それは大型クルーズ船内での新型コロナウイルス感染拡大が話題となった2月中旬のことでした。さいたま市のとある駅前で深夜1時近くまでお酒を飲んでいた筆者(枝久保達也:鉄道ライター・都市交通史研究家)が、家に向かって歩いていると、東武野田線の踏切が突然、鳴動を始めたのです。思わず時計を見ると、ちょうど1時を指していました。
東武野田線の踏切。写真はイメージ(画像:写真AC)。
東武野田線の最終列車は、3月14日(土)のダイヤ改正で30分ほど繰り下がりましたが、当時の大宮駅(さいたま市)の最終列車は0時17分発岩槻行き。いくら列車が遅れたとしても、その時間に走るということはありえません。
工事用車両か何かが通過でもするのかと思い、踏切を待ちましたが、いっこうに車両はやってきません。踏切はしばらく鳴動した後、何も通過しないまま開き、その直後に踏切の照明がパッと消えました。
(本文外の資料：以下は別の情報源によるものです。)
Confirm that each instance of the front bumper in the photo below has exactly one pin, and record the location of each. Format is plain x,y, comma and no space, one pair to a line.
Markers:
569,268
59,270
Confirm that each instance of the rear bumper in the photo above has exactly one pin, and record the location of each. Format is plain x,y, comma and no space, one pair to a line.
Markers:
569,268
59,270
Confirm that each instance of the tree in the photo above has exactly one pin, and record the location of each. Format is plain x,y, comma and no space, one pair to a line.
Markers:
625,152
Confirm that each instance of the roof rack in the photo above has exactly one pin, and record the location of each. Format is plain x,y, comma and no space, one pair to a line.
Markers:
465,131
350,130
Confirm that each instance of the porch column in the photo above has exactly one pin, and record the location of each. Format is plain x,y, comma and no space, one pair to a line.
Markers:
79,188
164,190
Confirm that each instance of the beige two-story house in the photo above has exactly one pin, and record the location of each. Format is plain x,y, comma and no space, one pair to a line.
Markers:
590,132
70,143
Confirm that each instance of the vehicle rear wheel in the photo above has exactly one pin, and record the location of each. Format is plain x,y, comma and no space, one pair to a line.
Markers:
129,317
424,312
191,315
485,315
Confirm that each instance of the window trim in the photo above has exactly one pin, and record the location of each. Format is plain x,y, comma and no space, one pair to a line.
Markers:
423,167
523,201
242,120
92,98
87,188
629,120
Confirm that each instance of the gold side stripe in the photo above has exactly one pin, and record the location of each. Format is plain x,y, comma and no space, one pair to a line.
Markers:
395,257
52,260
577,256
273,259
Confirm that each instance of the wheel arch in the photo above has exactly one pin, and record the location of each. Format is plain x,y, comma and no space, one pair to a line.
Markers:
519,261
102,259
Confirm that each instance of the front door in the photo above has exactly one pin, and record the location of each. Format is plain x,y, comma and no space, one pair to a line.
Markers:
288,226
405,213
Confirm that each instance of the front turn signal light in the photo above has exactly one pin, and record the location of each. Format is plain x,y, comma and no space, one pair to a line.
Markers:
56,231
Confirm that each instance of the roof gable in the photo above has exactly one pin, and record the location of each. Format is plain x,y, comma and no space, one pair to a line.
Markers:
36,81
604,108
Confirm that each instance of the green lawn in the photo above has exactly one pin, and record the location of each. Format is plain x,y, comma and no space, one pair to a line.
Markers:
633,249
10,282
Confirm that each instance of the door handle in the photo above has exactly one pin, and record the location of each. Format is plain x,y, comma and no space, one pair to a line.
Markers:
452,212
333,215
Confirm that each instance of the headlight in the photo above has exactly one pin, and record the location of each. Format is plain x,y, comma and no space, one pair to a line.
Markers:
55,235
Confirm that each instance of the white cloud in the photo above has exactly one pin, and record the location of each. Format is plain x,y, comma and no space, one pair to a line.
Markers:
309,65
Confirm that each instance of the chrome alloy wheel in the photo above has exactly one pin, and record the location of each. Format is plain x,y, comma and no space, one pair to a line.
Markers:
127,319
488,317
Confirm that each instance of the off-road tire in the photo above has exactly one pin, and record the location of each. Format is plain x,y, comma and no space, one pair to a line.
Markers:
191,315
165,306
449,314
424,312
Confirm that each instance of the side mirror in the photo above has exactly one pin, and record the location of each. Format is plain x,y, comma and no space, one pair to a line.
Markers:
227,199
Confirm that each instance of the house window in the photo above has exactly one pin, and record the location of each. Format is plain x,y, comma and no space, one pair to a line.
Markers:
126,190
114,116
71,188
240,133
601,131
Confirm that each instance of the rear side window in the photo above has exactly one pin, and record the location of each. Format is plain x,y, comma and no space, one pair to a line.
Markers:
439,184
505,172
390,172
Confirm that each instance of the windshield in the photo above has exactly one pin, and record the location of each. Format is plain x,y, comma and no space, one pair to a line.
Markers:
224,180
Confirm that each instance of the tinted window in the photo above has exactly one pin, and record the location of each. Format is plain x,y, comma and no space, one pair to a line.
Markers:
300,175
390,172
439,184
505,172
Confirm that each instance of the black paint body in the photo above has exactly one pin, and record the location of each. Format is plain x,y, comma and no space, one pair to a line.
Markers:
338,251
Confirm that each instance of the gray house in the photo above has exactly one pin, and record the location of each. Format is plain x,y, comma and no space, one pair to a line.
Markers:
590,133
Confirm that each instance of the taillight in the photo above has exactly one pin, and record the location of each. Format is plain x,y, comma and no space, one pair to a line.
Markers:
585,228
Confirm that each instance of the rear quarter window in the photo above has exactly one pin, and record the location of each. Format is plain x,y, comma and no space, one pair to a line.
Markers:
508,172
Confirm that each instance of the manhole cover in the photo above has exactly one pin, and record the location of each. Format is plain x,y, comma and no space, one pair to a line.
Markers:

安全装置が作動した踏切の動作 この日、何があったのかいかにも怪談にありそうなシチュエーションです。
すると、その日は大宮公園~大和田駅間の橋梁架け替え工事の関係で、終電後に「高配停電(高圧配電停電)」と呼ばれる、停電措置を取っていたことが分かりました。
踏切は給電が途絶えると、自動的に1分間、遮断棒を降ろして鳴動する安全装置が付いており、突然の停電時だけでなく、工事などの計画的な停電の際にもその機能が作動するそうです。1時ちょうどに鳴り出した踏切の謎とは、工事のために深夜1時に送電が停止したということだったのです。
酔っぱらいの見た幻でも、幽霊列車でもなく一安心。この忙しい時期に、わざわざ調べて下さった東武鉄道さん、ありがとうございました。